2017 Fiscal Year Research-status Report
Project/Area Number |
16K05062
|
Research Institution | Yamaguchi University |
Principal Investigator |
飯寄 信保 山口大学, 教育学部, 教授 (00241779)
|
Project Period (FY) |
2016-04-01 – 2020-03-31
|
Keywords | 有限群 / 部分群束 / ホモロジー / 群指標 |
Outline of Annual Research Achievements |
有限群の構造を部分群束を用いて解明する際、部分群束を単体的複体と考えホモロジー群等を用いて幾何学的にアプローチする手法は、極めて有効である。
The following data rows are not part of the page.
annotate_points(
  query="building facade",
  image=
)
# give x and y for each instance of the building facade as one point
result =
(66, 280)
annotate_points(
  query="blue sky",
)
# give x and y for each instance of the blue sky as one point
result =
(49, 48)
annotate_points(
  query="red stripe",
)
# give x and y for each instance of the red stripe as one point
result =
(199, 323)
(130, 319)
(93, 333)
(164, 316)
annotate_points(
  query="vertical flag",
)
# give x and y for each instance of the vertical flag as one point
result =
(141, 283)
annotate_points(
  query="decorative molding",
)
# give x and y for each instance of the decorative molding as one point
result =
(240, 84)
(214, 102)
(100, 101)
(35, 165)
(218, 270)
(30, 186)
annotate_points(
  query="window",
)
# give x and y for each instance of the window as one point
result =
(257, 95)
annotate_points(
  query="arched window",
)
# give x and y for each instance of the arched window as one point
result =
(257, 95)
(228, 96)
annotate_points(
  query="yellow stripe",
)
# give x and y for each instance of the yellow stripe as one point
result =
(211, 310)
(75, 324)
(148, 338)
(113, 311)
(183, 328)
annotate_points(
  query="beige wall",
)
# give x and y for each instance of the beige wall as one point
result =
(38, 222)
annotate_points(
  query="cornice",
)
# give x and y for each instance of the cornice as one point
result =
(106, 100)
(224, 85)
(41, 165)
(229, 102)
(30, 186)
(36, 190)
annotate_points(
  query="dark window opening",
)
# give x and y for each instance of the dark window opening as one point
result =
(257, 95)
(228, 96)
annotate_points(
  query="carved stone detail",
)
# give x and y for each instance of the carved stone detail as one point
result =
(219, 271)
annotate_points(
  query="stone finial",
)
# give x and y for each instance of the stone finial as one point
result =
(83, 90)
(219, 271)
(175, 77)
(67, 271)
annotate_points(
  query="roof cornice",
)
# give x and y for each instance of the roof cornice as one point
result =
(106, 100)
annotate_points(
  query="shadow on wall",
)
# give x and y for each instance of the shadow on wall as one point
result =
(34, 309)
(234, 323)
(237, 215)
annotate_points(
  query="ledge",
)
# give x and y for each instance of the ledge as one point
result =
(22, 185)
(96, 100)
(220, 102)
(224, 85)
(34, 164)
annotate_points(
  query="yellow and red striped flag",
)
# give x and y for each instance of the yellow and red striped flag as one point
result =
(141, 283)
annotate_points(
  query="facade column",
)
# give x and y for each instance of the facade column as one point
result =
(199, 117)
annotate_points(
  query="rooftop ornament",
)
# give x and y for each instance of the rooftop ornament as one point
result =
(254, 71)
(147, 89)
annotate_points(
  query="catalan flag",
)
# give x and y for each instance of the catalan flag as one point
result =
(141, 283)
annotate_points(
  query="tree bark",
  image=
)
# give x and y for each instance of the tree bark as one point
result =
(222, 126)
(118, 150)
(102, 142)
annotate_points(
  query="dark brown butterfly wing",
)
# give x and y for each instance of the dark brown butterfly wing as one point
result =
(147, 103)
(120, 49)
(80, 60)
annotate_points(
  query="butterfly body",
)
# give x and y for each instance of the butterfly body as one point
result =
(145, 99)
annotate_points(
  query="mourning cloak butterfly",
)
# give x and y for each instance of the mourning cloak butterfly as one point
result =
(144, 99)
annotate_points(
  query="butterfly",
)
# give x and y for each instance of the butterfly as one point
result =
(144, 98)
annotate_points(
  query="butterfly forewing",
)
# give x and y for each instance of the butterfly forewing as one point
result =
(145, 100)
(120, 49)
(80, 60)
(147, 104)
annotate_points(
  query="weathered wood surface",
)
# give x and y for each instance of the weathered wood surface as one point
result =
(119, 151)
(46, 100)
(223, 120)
また、先行する研究において有限群の部分群束をクイバと考え、その表現として各部分群に対しその指標環を対応させることは、部分群複体のホモロジー群の計算をこのシステム上で実現できる等、有効であることを見出している。 本年度の研究において、有限群の部分群束の構造を解明するために群指標をさらに有効に利用するための基礎理論の構築を図った。まず、有限群Gの部分群HにおいてX^n=1という基本的な方程式の解集合L_n (H)を考え、H,nを走らせて得られる(含有関係による)半順序集合Tを導入した。そして、クイバTに対し、各L_n (H)において指標環Z[Irr(H)]を制限して得られるMap(L_n (H),C)の部分環B_n (H)らを対応させるクイバの表現考え、B_n (H)達の間に誘導写像等を導入しFrobeniusの相互率の類似等が成り立つなどを示した。このことより群の構造について具体的に計算できる状況を構築した。例えば、この理論より標数の異なるmodular指標同士の比較が可能となった。分解行列を一般化し、既約Brauer p-指標と既約Brauer q-指標間の分解行列を得ている。そしてこの一般化行列より定義されるCartan行列などである。また、これらを基により一般化した理論の構築を進めた。
|
Current Status of Research Progress |
Current Status of Research Progress
2: Research has progressed on the whole more than it was originally planned.
Reason
研究概要に述べた通り、十分な結果を得た。また、本研究をより充実させるための状況整備(重要な課題、例えばQuillen予想へのアプローチ)なども進展している。
|
Strategy for Future Research Activity |
本研究を進める上で、数多くの課題を見出すことができた。例えば、既約Brauer p-指標と既約Brauer q-指標間の分解行列・一般化されたCartan行列の研究、研究概要に述べた半順序集合Tの代数的考察(Tokyo J. Math Vol37 No1 pp.37-59で定義したUp-down algebra等の分析)などである。今後、これらを整理し着実に進めたい。
|
Causes of Carryover |
研究を行う上でできるだけ節約を心がけ、資金を有効に利用するように努めたため残金156,448円が生じた。平成30年度の研究においては、代数関係研究者及び幾何学関係研究者と緊密に連絡を取る必要が考えられるため、繰り越した予算をその連絡費として主に使用したいと考えている。